What is a Notary? A Notary Public (also called a Notary) is a practicing attorney with an additional qualification who has been admitted by the High Court. As a result of such they have been given statutory and common law powers to prepare and attest certain specialized legal documents, administer oaths and perform other wide-ranging administrative functions of a national and international nature.
The office of a public notary is the highest office of trust. It has a long and distinguished history. The office has its origin in the civil institutions of ancient Rome. Public officials, called Scribae, rose in rank from being mere recorders of judicial proceedings, copiers and transcribers, to a learned profession prominent in private and public affairs.

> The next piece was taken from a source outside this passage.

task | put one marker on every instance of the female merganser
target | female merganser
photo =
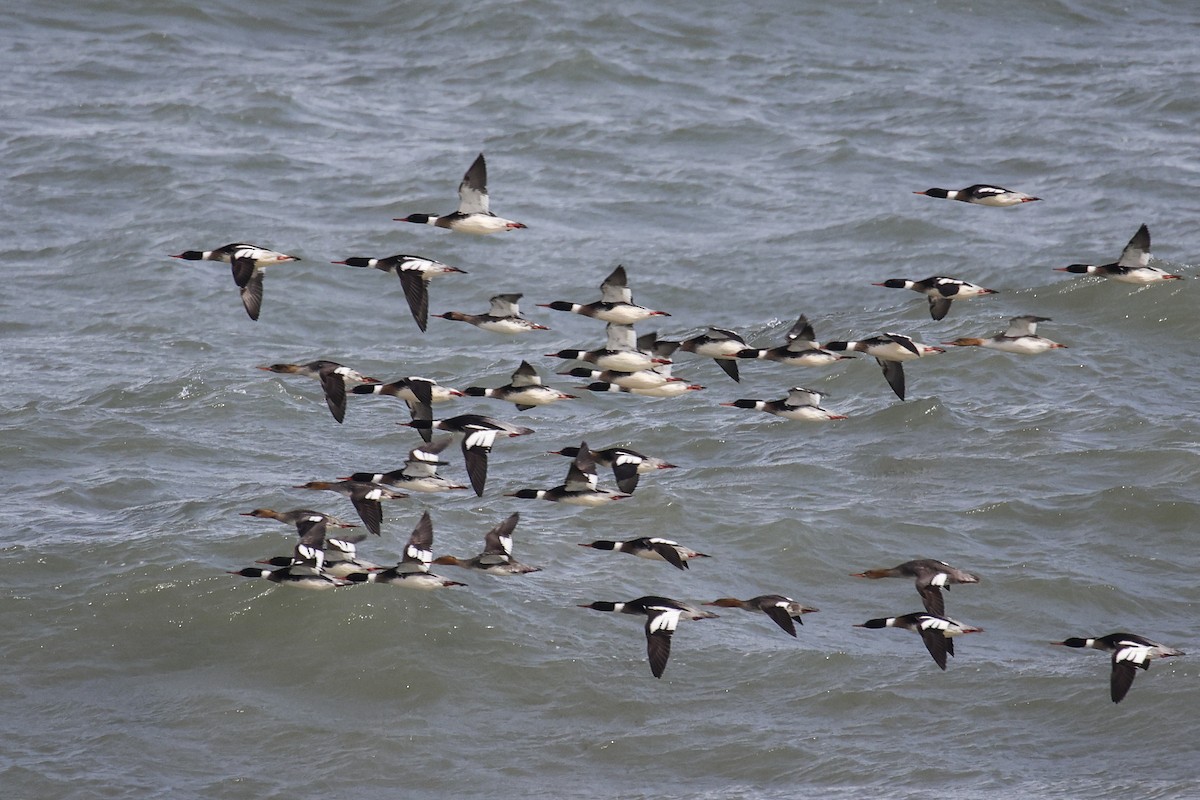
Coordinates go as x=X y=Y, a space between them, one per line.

What do Notaries do? The functions of notaries specifically include the preparation and witnessing of certain types of specialized documents including documents for use internationally, deeds for registration in various public offices, wills and powers of attorney, the administering of oaths, witnessing signatures on affidavits, statutory declarations, the certification of copy documents, the noting and protesting of bills of exchange, and the preparation of ships’ protests.
Nash & Co offers notarial services in relation to the following documents:
- Powers of attorney
- Notarial bonds
- Antenuptial contracts (An Antenuptial contract is an essential document that, under South African law, determines whether your marriage will exist in community of property or out of community of property, with or without the accrual system)

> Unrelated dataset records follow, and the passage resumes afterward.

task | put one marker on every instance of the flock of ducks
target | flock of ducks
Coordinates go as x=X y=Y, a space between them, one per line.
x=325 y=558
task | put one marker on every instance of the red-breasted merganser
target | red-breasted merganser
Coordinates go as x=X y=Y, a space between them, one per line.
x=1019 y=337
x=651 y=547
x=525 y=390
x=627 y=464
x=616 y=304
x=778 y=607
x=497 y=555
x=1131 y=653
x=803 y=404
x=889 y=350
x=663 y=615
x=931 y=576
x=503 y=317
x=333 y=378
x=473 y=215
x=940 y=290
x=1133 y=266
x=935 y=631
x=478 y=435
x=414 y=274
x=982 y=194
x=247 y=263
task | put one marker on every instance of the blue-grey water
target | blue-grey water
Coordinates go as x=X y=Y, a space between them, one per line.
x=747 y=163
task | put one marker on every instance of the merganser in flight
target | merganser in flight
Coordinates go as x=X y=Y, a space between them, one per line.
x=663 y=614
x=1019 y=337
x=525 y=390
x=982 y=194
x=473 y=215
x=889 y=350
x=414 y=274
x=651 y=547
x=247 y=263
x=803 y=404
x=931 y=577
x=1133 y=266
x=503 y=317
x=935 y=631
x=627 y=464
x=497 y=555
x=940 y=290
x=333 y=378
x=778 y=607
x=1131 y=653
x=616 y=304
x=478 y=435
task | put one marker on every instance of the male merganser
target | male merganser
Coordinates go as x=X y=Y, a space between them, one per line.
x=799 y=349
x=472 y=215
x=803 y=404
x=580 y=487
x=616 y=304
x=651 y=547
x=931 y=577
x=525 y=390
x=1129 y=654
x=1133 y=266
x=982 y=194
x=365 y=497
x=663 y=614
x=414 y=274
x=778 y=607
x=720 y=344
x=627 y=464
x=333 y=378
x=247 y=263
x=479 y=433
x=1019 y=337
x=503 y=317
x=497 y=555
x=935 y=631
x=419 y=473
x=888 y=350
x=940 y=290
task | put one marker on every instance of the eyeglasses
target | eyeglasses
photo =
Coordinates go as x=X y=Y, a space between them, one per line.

- Long and short term lease agreements
- Witnessing the execution of documents and verifying the authenticity of signatures
- Authenticating copies of documents
- Shipping protests
- Arranging Apostille certificates
- Legalizing documents for use abroad in terms of foreign and/or international law, which includes The Hague Convention Abolishing the Requirements of Legalisation for Foreign Public Documents (“The Hague Convention”)
What is an Antenuptial Contract? A contract entered into prior to marriage with the purpose of regulating the terms and conditions of the marriage. The parties to an antenuptial contract are the prospective spouses. Only prospective spouses that are free to marry each other or enter into a same-sex civil union may enter into an antenuptial contract.

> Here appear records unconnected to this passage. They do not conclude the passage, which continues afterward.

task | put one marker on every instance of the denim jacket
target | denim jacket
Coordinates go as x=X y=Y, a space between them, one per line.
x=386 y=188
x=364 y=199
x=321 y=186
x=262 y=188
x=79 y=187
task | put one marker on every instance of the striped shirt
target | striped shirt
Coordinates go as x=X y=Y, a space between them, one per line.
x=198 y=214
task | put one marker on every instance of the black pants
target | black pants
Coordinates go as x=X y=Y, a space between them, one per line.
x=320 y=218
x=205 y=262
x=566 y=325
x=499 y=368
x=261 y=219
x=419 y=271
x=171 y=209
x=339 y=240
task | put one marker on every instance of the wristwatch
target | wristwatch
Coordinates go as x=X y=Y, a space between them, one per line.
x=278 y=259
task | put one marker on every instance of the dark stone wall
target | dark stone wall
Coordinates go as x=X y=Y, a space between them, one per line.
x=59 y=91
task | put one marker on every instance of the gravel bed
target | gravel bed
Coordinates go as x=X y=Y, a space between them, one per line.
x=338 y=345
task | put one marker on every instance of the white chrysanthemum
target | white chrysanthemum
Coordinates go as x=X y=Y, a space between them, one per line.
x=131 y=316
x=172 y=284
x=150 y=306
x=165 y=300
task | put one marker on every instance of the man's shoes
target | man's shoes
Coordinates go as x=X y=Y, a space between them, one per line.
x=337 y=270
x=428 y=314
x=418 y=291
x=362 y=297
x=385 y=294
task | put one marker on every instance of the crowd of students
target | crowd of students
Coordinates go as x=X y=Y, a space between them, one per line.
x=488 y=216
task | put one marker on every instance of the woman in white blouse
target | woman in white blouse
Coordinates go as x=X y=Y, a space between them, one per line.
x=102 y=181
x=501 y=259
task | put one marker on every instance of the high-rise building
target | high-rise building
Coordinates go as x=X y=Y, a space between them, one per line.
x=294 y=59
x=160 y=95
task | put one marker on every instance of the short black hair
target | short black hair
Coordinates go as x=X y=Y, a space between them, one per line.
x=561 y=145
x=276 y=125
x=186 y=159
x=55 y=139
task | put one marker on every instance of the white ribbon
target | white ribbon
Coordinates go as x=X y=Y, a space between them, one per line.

Why is an Antenuptial Contract important? If your spouse becomes indebted, to protect yourself against your spouses' creditors, it is important that you have an antenuptial contract that is registered at the Deeds Registry.
When must an Antenuptial Contract be entered into? The antenuptial contract must be signed prior to the marriage and registered within three months after signature.
Securing your future through this important document offers a number of benefits by, for example:
- Preventing your intended marriage from automatically being in community of property
- Offering transparency in your relationship by recording the rights, duties and consequences (legal and proprietary) of your marriage
- Preventing unnecessary disputes with your spouse down the line
Nash & Co offers a fully comprehensive service to local and foreign couples which includes the following:
- An initial one-hour consultation at our offices
- Drafting a tailor-made antenuptial contract
- A follow up consultation to sign the contract
- A letter for your marriage officer confirming that a contract has been executed
- Lodging the contract at the Deeds Office
- Notifying you that the contract has been registered and providing you with a scanned copy of it
In addition, we strongly recommend that couples consider executing a will together with their Antenuptial Contract.